I am working on a problem that is similar to the gambler's ruin problem.
We start with a bet of $\$1$.
With probability $p$ the game is won and we win the amount of the bet, i.e., if we bet $\$1$, we win $\$2$.
With probability $1-p =: q$ the game is lost.
If we win the game, we take our earnings and stop playing. If we lose we double our bet and keep on playing until we lose.
What is the expected amount we bet in total?

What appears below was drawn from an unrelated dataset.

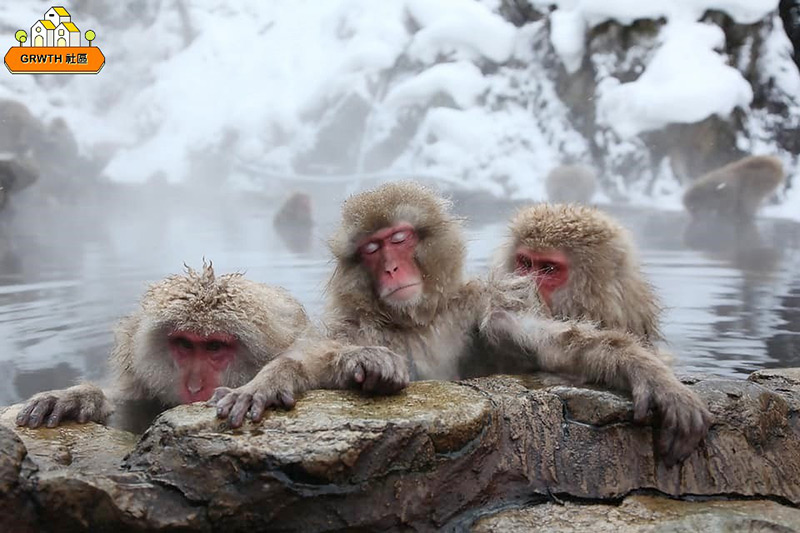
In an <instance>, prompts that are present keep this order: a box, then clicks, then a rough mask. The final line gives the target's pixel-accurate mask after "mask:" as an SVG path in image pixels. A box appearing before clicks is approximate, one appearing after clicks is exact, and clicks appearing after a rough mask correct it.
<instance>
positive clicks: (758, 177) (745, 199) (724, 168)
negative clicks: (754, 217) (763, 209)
mask: <svg viewBox="0 0 800 533" xmlns="http://www.w3.org/2000/svg"><path fill="white" fill-rule="evenodd" d="M783 179H784V172H783V165H782V164H781V161H780V160H779V159H778V158H777V157H768V156H761V155H760V156H748V157H744V158H742V159H740V160H738V161H735V162H733V163H730V164H728V165H725V166H724V167H720V168H718V169H716V170H713V171H711V172H709V173H708V174H706V175H705V176H702V177H700V178H698V179H697V181H695V182H694V183H692V184H691V185H690V186H689V188H688V189H687V190H686V193H685V194H684V195H683V205H684V206H686V209H687V210H688V211H689V213H691V214H692V216H693V217H695V218H700V219H702V218H705V217H709V216H710V217H716V218H720V219H726V220H734V221H741V222H747V221H749V220H752V218H753V217H754V216H755V214H756V212H757V211H758V208H759V207H760V206H761V204H762V203H763V201H764V200H765V199H766V198H767V196H769V195H770V194H772V193H773V192H774V191H775V190H776V189H777V188H778V186H779V185H780V184H781V183H783Z"/></svg>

I would argue that the formula for the total bet looks like this, but I'm not sure if I made a mistake somewhere, as it would give negative bet values for a small $p$.

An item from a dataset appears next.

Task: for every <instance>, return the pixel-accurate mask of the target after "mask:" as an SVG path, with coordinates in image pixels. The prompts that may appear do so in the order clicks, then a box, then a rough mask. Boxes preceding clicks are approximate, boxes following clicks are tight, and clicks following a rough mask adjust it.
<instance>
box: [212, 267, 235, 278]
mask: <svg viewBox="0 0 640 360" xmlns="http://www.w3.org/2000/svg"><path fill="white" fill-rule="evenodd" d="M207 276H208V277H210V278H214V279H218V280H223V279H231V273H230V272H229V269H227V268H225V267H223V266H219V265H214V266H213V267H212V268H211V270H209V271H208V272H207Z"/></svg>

$$\sum \limits_{k=1}^{\infty}(2^k-1)p(1-p)^{(k-1)}=\frac{2p}{2p-1}-1$$
Many thanks for your time and help!
You can split your sum into two separate sums: $$E(p)=\sum \limits_{k=1}^{\infty}(2^k-1)p(1-p)^{(k-1)}=p\sum \limits_{k=1}^{\infty}2^k(1-p)^{k-1} - p\sum \limits_{k=1}^{\infty}(1-p)^{k-1} \\ = 2p\sum \limits_{k=0}^{\infty}2^{k}(1-p)^{k} - p \sum \limits_{k=0}^{\infty}(1-p)^{k}$$ The sum $\sum\limits_{k=0}^{\infty}2^{k}(1-p)^{k} $ is convergent only, if $p>\frac{1}{2}$. For $p \leq 2$ we have $\sum\limits_{k=0}^{\infty}2^{k}(1-p)^{k} =\infty $ The second sum is equal $\frac{1}{p}$ for any $p\neq 0$
Therefore we have: $$E(p)=\begin{cases}\frac{1}{2p-1}, & p>\frac{1}{2}\\ \infty,& p\leq \frac{1}{2}\end{cases}$$